Breathless, popeyed, footsore runners from the Northern Front brought Emperor Haile Selassie news that 4,700 Italians have been killed by Ethiopians in savage skirmishes bordering the area nominally conquered by Il Duce's forces. Runners from the Southern Front told of the capture from Italians of 1,000 precious rifles and 20 priceless machine guns, of Italian tanks stranded and abandoned, Italian native troops mutinying.
None of this could correspondents check, as they have been able to check Italian victories by advancing with the troops. Last week Mussolini's flying son-in-law Count Ciano led the "Desperate Squadron" on a strafing expedition possibly meant to avenge Italian reverses which, as nominal Minister for Press-Information, he could not admit. After hurling an avalanche of bombs into the Ethiopian gorges of Buia, Amba Alaji, Lake Ashanghi and Mai Mescic, chubby Count Ciano guessed the squadron had killed 2,000 Ethiopians, counted in his plane holes made by three antiaircraft shells and 36 Ethiopian bullets, some of which struck his oil tank.

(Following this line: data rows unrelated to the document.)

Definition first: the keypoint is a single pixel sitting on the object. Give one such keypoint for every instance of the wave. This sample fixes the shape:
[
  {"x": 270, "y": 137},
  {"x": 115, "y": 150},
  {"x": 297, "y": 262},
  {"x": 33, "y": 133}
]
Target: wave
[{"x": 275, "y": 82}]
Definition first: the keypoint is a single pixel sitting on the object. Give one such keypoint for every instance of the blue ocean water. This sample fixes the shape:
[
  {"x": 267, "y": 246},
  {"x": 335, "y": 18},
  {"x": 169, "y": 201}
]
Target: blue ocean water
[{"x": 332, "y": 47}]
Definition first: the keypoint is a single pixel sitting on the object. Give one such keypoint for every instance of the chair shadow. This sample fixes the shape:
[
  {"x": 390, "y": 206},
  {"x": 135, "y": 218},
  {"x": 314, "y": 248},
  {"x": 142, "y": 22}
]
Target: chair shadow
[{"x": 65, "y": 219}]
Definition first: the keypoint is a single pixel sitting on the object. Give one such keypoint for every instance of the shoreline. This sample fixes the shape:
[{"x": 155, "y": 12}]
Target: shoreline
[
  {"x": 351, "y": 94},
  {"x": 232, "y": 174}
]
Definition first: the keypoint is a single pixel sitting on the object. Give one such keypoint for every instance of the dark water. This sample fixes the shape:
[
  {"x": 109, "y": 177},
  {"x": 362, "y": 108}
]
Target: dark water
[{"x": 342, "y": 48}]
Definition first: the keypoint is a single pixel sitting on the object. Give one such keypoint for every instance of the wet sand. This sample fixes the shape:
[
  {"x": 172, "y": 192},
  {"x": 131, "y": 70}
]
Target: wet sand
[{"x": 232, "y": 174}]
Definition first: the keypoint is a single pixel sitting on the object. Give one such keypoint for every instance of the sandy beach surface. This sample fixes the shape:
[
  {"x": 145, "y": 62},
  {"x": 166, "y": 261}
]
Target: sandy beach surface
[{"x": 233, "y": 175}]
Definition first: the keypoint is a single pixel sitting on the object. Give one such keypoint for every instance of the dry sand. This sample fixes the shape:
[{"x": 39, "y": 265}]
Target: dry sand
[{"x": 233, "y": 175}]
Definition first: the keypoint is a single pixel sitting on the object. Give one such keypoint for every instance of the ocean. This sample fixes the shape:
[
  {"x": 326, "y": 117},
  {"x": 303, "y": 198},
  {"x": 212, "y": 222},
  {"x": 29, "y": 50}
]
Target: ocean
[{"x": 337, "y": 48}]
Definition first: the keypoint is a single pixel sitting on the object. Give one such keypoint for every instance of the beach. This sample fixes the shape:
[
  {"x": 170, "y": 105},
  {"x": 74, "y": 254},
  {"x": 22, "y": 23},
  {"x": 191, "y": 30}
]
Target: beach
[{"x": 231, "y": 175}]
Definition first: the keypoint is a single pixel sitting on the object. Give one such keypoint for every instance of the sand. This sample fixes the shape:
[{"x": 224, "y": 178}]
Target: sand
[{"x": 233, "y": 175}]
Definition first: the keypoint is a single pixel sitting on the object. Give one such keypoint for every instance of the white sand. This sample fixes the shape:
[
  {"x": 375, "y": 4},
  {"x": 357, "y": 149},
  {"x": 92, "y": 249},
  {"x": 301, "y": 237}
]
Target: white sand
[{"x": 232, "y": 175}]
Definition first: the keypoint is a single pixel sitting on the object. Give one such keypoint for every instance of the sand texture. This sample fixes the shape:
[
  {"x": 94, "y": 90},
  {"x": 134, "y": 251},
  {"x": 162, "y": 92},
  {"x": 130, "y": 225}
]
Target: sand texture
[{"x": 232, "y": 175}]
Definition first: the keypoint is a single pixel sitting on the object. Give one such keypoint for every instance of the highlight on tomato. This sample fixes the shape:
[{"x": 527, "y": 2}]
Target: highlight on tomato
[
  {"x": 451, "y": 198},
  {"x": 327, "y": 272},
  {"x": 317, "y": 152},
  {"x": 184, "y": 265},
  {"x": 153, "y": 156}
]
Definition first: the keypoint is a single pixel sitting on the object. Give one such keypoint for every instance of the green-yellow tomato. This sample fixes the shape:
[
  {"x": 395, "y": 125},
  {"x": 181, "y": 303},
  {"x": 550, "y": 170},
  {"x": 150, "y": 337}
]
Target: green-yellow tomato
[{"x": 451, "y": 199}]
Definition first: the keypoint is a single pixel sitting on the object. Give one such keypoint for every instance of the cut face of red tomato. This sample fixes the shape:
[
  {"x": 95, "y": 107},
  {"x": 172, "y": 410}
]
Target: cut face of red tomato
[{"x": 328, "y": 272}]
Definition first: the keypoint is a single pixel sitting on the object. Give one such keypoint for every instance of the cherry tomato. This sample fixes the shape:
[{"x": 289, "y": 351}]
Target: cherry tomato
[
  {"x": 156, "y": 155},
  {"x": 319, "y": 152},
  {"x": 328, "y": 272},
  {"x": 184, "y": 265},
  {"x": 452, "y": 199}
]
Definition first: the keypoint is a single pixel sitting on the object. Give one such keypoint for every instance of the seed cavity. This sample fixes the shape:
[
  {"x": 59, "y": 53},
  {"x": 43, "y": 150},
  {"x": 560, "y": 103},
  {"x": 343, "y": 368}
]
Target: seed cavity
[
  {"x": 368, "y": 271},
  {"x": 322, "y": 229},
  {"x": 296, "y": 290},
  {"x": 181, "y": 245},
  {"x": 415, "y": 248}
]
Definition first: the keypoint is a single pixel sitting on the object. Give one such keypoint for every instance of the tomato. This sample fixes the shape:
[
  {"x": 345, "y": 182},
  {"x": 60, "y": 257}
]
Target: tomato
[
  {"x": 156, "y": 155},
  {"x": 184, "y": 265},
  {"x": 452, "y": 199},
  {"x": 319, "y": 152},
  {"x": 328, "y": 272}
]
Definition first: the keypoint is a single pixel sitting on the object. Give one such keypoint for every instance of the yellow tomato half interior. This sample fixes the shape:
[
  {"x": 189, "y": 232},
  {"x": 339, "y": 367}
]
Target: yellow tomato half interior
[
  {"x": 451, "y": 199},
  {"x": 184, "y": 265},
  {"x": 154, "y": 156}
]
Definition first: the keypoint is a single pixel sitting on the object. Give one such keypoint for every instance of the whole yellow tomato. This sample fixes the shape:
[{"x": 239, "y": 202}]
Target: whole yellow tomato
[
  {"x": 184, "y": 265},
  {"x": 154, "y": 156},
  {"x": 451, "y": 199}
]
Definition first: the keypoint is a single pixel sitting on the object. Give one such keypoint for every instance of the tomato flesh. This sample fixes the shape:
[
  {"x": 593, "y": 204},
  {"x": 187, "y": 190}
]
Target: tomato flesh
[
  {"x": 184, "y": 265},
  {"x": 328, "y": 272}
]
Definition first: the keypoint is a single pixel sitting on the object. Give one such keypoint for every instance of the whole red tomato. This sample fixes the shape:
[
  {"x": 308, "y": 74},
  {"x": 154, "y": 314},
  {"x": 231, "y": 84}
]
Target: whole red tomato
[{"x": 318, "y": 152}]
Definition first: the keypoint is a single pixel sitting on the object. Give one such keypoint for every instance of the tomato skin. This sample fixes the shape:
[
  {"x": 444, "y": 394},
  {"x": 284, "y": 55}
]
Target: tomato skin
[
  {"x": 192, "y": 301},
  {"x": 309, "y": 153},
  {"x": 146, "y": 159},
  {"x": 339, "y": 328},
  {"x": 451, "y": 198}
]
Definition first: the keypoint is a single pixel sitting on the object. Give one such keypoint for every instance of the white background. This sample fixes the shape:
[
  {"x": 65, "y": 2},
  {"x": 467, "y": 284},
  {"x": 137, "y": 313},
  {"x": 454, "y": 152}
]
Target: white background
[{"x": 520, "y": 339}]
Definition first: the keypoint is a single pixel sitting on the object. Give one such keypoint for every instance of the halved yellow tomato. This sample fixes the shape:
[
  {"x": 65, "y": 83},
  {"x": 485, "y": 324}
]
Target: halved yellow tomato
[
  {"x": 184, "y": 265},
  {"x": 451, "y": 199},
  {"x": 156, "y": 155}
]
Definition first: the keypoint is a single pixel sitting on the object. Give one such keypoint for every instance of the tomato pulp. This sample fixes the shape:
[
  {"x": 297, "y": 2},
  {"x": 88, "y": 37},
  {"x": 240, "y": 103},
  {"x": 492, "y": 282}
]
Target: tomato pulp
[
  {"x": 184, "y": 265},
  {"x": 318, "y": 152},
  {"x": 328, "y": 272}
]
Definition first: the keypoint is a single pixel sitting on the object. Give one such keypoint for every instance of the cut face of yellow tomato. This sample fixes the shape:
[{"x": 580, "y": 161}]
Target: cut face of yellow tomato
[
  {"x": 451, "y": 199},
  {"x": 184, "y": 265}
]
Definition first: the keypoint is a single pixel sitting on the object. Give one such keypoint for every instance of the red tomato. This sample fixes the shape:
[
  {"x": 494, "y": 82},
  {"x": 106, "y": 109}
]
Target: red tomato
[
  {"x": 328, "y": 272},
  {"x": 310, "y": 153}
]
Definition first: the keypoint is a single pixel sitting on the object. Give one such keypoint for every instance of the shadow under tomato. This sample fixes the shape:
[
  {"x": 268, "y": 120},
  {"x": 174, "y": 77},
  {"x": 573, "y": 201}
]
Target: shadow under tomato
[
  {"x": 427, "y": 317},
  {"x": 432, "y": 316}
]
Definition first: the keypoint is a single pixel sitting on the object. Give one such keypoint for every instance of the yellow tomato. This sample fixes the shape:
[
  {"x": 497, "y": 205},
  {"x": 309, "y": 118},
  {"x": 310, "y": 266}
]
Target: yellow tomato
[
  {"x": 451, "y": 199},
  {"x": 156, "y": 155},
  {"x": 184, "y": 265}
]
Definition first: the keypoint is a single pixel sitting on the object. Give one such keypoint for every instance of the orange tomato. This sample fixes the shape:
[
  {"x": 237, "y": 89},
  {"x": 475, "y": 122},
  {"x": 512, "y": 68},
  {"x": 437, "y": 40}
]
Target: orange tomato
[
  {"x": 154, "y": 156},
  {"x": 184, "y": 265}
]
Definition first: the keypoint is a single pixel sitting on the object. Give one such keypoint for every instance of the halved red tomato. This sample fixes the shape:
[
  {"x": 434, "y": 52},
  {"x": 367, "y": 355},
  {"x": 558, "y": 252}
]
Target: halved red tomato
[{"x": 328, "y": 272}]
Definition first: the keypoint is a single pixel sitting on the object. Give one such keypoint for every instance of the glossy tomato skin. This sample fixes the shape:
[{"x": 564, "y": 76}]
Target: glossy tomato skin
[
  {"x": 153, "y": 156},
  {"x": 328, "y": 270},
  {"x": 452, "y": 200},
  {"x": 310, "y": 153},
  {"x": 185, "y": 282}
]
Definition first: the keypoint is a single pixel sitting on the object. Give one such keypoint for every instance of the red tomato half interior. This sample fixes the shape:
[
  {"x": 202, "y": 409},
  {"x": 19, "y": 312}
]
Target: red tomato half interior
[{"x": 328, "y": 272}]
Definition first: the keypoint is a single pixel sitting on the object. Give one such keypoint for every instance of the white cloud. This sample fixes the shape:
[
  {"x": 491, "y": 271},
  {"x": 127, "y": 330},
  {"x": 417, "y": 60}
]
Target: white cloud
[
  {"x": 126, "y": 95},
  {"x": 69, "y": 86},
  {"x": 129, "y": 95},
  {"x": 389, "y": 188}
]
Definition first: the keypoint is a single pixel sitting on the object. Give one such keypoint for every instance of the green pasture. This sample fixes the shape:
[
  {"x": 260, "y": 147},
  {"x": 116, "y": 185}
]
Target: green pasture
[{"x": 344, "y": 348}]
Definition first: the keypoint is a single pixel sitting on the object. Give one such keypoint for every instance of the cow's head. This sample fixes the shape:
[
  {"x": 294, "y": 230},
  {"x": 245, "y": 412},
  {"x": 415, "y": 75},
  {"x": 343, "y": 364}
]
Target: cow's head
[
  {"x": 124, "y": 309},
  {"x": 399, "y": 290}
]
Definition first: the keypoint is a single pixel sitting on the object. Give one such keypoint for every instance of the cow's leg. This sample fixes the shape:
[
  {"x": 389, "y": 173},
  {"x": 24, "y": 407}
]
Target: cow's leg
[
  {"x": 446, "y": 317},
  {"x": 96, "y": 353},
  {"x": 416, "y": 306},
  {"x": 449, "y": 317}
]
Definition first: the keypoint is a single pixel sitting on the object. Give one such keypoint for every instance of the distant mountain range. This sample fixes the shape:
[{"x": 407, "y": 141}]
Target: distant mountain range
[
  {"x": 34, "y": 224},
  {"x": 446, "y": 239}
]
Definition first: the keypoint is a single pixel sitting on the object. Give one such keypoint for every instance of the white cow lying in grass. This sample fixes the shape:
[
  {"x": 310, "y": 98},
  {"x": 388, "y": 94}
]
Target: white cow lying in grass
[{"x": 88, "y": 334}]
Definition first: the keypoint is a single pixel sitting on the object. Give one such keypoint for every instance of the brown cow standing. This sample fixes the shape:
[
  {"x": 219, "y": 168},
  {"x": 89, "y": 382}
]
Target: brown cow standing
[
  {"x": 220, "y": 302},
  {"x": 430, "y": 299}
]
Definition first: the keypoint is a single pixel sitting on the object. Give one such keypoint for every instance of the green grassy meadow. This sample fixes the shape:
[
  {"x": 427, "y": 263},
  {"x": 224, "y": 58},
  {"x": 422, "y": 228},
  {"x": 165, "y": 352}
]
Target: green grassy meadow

From Port Said correspondents cabled that the Italian transport Toscana had just passed homeward-bound "with 76 cases containing the bodies of embalmed Italian officers" and 1,000 sick and wounded.
In an exceedingly fleet "strategic retreat" last week, Ethiopian forces under redoubtable Kassa Sebat executed the "maneuver of luring" Italian General Ruggiero Santini into ordering a whole Army corps to separate from the main Italian advance on the Northern Front and chase Ethiopians headlong, risky in Ethiopia's wilds.
Well satisfied on the whole with Ethiopia's brightest war week thus far, Emperor Haile Selassie, whom the knitting and poker-playing correspondents now call "Little Charlie" among themselves, flew to Harar on the Southern Front.